While many of the Rabbanim of the cities and towns near the city of Tolna would have been delighted to spend various Yamim Tovim throughout the year in the presence of the Rebbe, Harav Dovid of Tolna, zy”a, they were unable to leave the residents of their town. It was only on Shavuos, a two-day Yom Tov during which far fewer halachic questions arose than a Pesach or Sukkos, that they would travel to the Rebbe.

Among the Rabbanim standing on line to give shalom to the Rebbe one Erev Shavuos was a Rav who, unlike the others, didn’t consider himself a Chassid. Since, however, most of the residents in his town were devout Tolna Chassidim and cognizant of the fact that all the other Rabbanim of the area were spending Shavuos with the Rebbe, he felt he had no choice but do so as well.
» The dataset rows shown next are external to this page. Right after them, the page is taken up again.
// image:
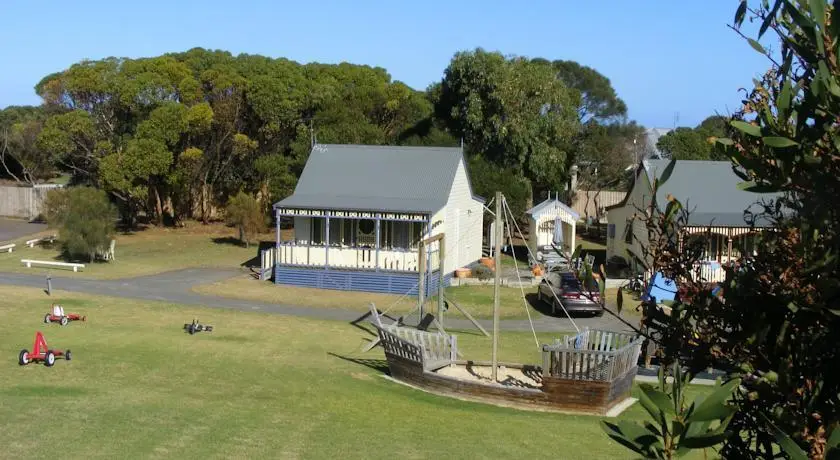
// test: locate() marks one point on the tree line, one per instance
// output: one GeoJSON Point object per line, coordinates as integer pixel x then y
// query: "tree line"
{"type": "Point", "coordinates": [175, 136]}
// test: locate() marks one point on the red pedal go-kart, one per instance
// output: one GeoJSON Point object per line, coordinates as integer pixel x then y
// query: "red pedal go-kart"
{"type": "Point", "coordinates": [60, 317]}
{"type": "Point", "coordinates": [41, 352]}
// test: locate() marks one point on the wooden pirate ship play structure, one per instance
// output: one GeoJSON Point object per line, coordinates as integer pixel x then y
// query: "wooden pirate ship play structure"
{"type": "Point", "coordinates": [588, 372]}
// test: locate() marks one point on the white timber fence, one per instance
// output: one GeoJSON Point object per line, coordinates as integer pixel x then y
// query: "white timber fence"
{"type": "Point", "coordinates": [24, 202]}
{"type": "Point", "coordinates": [592, 355]}
{"type": "Point", "coordinates": [267, 259]}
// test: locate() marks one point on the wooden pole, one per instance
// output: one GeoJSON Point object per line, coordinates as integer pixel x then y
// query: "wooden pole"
{"type": "Point", "coordinates": [441, 260]}
{"type": "Point", "coordinates": [498, 280]}
{"type": "Point", "coordinates": [421, 287]}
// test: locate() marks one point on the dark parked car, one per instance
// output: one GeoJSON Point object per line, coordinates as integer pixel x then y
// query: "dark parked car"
{"type": "Point", "coordinates": [565, 288]}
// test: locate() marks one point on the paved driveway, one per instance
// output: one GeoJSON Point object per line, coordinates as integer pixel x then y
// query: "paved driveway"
{"type": "Point", "coordinates": [11, 229]}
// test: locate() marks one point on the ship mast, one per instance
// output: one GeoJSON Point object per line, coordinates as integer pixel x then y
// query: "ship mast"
{"type": "Point", "coordinates": [498, 267]}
The Rebbe greeted each visitor cordially, but when it came to this Rav, he expressed surprise at his coming.

“How can a Rav leave his townspeople like a flock without a shepherd over Yom Tov?” The Rebbe asked him.

The Rav was taken aback.

“I am not the only Rav who came,” he protested. “There are many other Rabbanim here, and the Rebbe didn’t tell them anything…”

“The others who came left their [being a] Rav at home,” the Rebbe explained. “You brought the Rabbanus with you…”

This anecdote helps explain why two individuals may travel to see a Gadol or attend a shiur of a leading Rav, and one will leave inspired and uplifted; the other disappointed at the empty feeling in his heart.

It all depends on how one prepares for the visit or event, on the attitude one brings with him, and what he leaves at home.


We learn this week how, after more than two decades of separation, Yosef Hatzaddik meets his brothers. He immediately recognizes them, but they don’t recognize him.

Rashi teaches that this is because when Yosef was sold down to Egypt at the age of seventeen, he did not yet have a beard. His older brothers on the other hand, already had beards at that time.

This explains why they didn’t recognize his physical characteristics. But how is it possible that the saintly Shevatim, each of whom was a towering spiritual giant in his own right, didn’t sense the great kedushah of the man they were speaking to, which would have led them to realize that he wasn’t a mere Egyptian viceroy?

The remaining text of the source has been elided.